Zuerst wurden wir vom Zöllner freundlich an den Autos vorbei gewunken und im Schnellverfahren abgewickelt. Auch gleich hinter der Grenze wurde uns von Arbeitern auf einem Gerüst freundlich zu gewunken, so dass sie beinahe vom Gerüst fielen. Und die sollen gefährlich sein? Nach den Stories in Montenegro und Kroatien hätten wir eigentlich erwartet, dass hier mit Steinen auf uns gezielt wird, aber jeder hatte nur ein freundliches Lächeln, ein freudiges Winken oder einfach ein lautes „Hello“ für uns übrig. Kinder rannten auf uns zu. Wollen die uns etwa vom Velo stossen? Weit gefehlt. Ihr Ziel war nur, mit uns abzuklatschen.
So ging es auch auf einem Ausflug von mir in die Stadt Shkodër weiter. Zuerst traf ich in der Stadt auf Benjamin, den Franzosen, und wechselte mit ihm ein paar Sätze auf Französisch. Nachdem ich mich wieder von ihm verabschiedet hatte, wurde ich sofort von einem Albaner auf französisch angesprochen. Er habe gehört, dass ich französisch spreche. Er selbst wohne in Belgien, sei aber bereits seit drei Monaten in Albanien und vermisse es, französisch zu sprechen. Ob ich nicht Lust hätte mit ihm einen Kaffe zu trinken und ein wenig zu plaudern. War das jetzt etwa so ein gefährlicher Albaner, welcher mich in eine Falle locken wollte? Natürlich liess ich mich nicht einschüchtern und freute mich auf ein spannendes Gespräch. Er erzählte, dass er in Liege lebt und dort selbst ein Kaffe führt, 2 Kinder hat und jetzt einfach auf Besuch in seiner Heimat ist. Zum Abschluss bezahlte er auch ganz selbstverständlich den Kaffee. So wie dies Schwerverbrecher üblicherweise machen.
Danach entdeckte ich per Zufall ein Fahrradgeschäft und erinnerte mich daran, dass ich noch ein Ersatzbremskabel kaufen wollte. Gespannt betrat ich den Laden und versuchte dem Verkäufer mittels Zeichensprache zu erklären, was genau ich brauche. Er wusste sofort Bescheid und fragte mich gleich, ob ich Deutsch spreche. Mein Bejahen verleitete ihn zur Annahme, dass ich Deutscher bin und er kramte eine Deutschlandflagge hervor. Meine Versuche ihm zu erklären, dass ich Schweizer sei und nicht Deutscher, waren wohl nicht ganz von Erfolg gekrönt. Auf jeden Fall kriegte ich das Bremskabel als nun Neudeutscher geschenkt. Wie das bei Gaunern so üblich ist.

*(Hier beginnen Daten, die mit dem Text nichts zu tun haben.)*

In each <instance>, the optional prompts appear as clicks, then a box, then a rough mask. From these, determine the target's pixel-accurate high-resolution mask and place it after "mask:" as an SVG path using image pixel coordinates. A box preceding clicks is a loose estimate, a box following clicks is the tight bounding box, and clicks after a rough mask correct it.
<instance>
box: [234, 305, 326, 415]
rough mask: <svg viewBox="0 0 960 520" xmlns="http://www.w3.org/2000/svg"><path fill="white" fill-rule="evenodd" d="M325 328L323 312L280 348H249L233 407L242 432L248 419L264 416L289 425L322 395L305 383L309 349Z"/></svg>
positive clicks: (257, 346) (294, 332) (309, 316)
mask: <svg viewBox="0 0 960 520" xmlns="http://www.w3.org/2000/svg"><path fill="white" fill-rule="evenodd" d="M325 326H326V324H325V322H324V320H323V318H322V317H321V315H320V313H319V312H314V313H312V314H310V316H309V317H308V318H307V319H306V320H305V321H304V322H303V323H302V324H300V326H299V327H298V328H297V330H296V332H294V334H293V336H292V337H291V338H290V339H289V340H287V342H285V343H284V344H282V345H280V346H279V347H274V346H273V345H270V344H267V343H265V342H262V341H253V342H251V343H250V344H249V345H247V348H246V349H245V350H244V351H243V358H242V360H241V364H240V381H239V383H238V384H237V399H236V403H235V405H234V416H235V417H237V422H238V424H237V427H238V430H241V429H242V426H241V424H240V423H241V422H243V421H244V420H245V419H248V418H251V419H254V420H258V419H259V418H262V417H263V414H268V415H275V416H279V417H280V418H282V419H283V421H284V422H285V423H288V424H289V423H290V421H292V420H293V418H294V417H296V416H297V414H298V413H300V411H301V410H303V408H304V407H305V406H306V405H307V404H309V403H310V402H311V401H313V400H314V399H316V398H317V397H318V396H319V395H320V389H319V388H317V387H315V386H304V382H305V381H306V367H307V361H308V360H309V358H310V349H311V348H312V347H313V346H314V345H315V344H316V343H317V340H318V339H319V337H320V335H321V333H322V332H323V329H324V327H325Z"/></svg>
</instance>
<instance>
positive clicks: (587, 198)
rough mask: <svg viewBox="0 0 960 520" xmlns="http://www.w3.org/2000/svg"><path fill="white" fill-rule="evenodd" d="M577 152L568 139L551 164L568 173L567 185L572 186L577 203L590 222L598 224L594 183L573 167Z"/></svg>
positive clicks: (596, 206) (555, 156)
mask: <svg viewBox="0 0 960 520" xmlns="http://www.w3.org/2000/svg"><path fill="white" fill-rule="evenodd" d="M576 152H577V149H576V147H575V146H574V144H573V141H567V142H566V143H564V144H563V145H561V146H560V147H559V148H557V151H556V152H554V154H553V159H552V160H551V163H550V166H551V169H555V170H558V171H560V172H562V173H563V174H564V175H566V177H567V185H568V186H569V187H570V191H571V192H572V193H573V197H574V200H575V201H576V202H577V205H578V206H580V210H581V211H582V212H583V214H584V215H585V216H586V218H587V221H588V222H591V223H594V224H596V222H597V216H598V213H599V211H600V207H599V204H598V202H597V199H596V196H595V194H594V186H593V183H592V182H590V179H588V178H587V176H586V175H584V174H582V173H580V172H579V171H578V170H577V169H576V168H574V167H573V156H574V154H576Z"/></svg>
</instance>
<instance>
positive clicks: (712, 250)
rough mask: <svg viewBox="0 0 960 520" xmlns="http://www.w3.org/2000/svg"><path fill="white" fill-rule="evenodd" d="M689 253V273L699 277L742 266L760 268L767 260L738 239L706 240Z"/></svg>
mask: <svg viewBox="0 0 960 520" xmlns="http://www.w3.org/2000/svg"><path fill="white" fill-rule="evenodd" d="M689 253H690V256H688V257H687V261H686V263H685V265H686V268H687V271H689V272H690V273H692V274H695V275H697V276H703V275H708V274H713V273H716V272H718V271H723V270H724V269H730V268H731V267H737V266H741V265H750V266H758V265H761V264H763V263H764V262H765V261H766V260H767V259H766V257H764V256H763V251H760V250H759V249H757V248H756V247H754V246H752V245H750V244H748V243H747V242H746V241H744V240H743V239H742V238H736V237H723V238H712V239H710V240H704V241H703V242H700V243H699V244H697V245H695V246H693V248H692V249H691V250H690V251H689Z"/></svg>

Auf dem Retourweg zum Guesthouse hielt plötzlich ein Mercedes neben mir. Jetzt ist es so weit, jetzt werde ich entführt. Doch weit gefehlt. Der Mercedesfahrer fragte mich in bestem Englisch ob ich wisse wohin ich wolle, die Hauptstrasse sei nämlich 200 Meter weiter links. Als ich ihm erklärte dass ich ins Guesthouse Florian wolle, bot er mir sogar an, mich dorthin zu fahren. Aber die 300 Meter schaffe ich dann auch noch locker zu Fuss und lehnte dankend ab. Mit einem „Faleminderit“ (Danke) verabschiedete ich mich von einem weiteren äussert gefährlichen Albaner und er fuhr mit einem grossen Lachen im Gesicht davon. Ich lache auch und freue mich auf viele weitere gefährliche Begegnungen.
Nachtrag: Die heikle Begegnung kam dann leider doch noch und ein Stein flog in unsere Richtung (siehe Story Hetzjagd von Alena). Aber ein negatives Erlebnis, sehr wahrscheinlich durch jugendlichen Übermut hervorgerufen, konnte den sonst eigentlich sehr positiven Gesamteindruck nicht zerstören. Trotzdem waren wir froh, als wir das Land Richtung Mazedonien verlassen konnten. Das zum Teil pausenlose Gehupe der Autofahrer und die aufdringliche Art, wie das Jubiläum zur 100jährigen Unabhängigkeit Albaniens zur Schau gestellt wurde, nagte mit der Zeit ziemlich an unseren Nerven.